Tanker rates soar as US sanctions on China's COSCO rattle crude trade

Tanker rates from the Gulf to East Asia soared nearly 28 per cent on Friday as sanctions imposed by the United States on units of China Ocean Shipping Company (COSCO) for alleged involvement in ferrying crude out of Iran spooked market.

Announcing the sanctions on two units of the Chinese shipping giant the US State Department called it “one of the largest sanctions actions the US has taken” since curbs were re-imposed on Iran in November last year. Two units of COSCO - COSCO Shipping Tanker (Dalian) Co Ltd and its subsidiary COSCO Shipping Tanker (Dalian) Seaman & Ship Management Co Ltd - were named alongside other companies in alleged sanctions-busting shipments of Iranian oil.

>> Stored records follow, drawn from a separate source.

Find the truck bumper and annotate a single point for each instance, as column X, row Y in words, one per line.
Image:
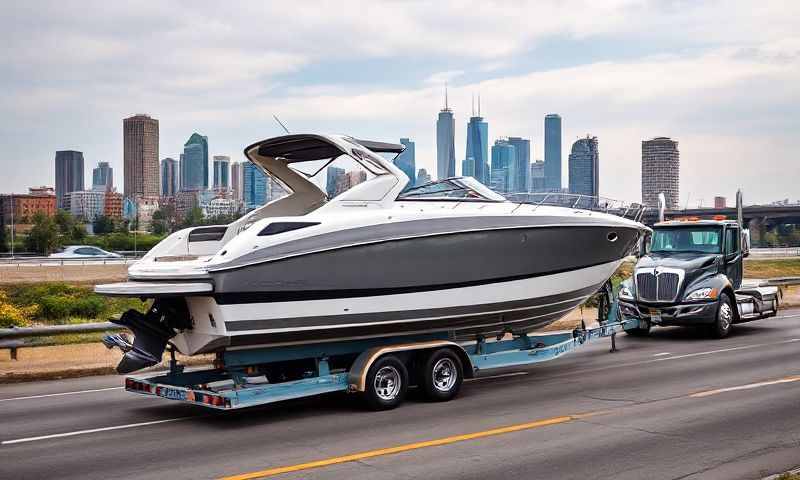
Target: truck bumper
column 682, row 314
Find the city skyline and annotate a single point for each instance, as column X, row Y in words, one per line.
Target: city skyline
column 719, row 82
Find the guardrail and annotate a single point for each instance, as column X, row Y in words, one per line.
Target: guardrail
column 14, row 338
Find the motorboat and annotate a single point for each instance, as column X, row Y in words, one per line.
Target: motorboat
column 353, row 252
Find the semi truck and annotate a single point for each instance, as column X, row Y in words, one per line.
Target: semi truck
column 690, row 274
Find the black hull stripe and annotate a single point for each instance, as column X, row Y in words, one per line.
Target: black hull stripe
column 471, row 313
column 303, row 295
column 465, row 332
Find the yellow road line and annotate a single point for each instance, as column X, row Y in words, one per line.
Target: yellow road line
column 405, row 448
column 707, row 393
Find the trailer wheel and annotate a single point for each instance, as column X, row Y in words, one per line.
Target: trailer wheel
column 386, row 383
column 722, row 325
column 442, row 374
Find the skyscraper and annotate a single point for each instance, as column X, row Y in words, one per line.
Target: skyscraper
column 660, row 171
column 503, row 166
column 478, row 145
column 69, row 174
column 255, row 186
column 170, row 177
column 103, row 177
column 194, row 163
column 537, row 177
column 522, row 164
column 584, row 167
column 222, row 164
column 140, row 156
column 237, row 181
column 445, row 142
column 552, row 152
column 407, row 161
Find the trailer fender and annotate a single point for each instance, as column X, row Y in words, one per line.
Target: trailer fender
column 356, row 377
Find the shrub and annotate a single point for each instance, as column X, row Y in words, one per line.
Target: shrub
column 15, row 316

COSCO Shipping Tanker (Dalian) owns and manages at least 36 tankers for crude and refined products, including 18 VLCCs, according to shipping sources.
US President Donald Trump targeted COSCO, one of the world’s largest energy shippers, operating more than 50 supertankers, in a move to exert maximum pressure on Iran to drop nuclear programmes.
The US action forced Asian oil buyers to secure vessels, resulting in a 19 per cent overnight surge in rates for chartering very large crude carriers (VLCCs) for October delivery. This amounts to about 75-76 points on World scale, or an increase of about $600,000 per ship, reports citing market sources said.
In fact, the rates for loading Middle East crude to west coast of India in the second week of October jumped 28 per cent to 80-92.5 points after Reliance Industries Ltd booked two VLCCs overnight, say reports.
Meanwhile, three ships linked to COSCO Shipping Tanker (Dalian) scheduled to load oil from the United States and Brazil were cancelled.
Provisional bookings for VLCCs Cosmerry Lake and Yuan Qiu Hu to load US oil in the second half of October were scrapped. The ship, owned by Cosmerry Lake Maritime Inc and managed by COSCO Shipping Tanker (Dalian), is floating off the US Gulf. Yuan Qiu Hu, owned and managed by COSCO Shipping Tanker (Dalian), is on its way to the US Gulf.
A third COSCO-linked supertanker was chartered to load in Brazil, but it has been replaced by another vessel, a source with knowledge of the matter said.
COSCO vessels account for about 7.5 percent of the world’s fleet of supertankers, according to Refinitiv data. Friday’s spike in tanker could roil oil markets once again.
On Thursday, Unipec, the trading arm of Asia’s largest refiner Sinopec and India’s largest refiner Indian Oil Corp, cancelled bookings of some COSCO ships and scrambled to find alternative ships to move their crude on.
Crude shipments from the United States to Asia have also been affected by US sanctions on COSCO tankers.
Meanwhile, India’s oil imports from Iraq surged to a record high of about 1.32 million barrels per day (bpd) in August as refiners replaced costly African imports with cheaper Basra crude.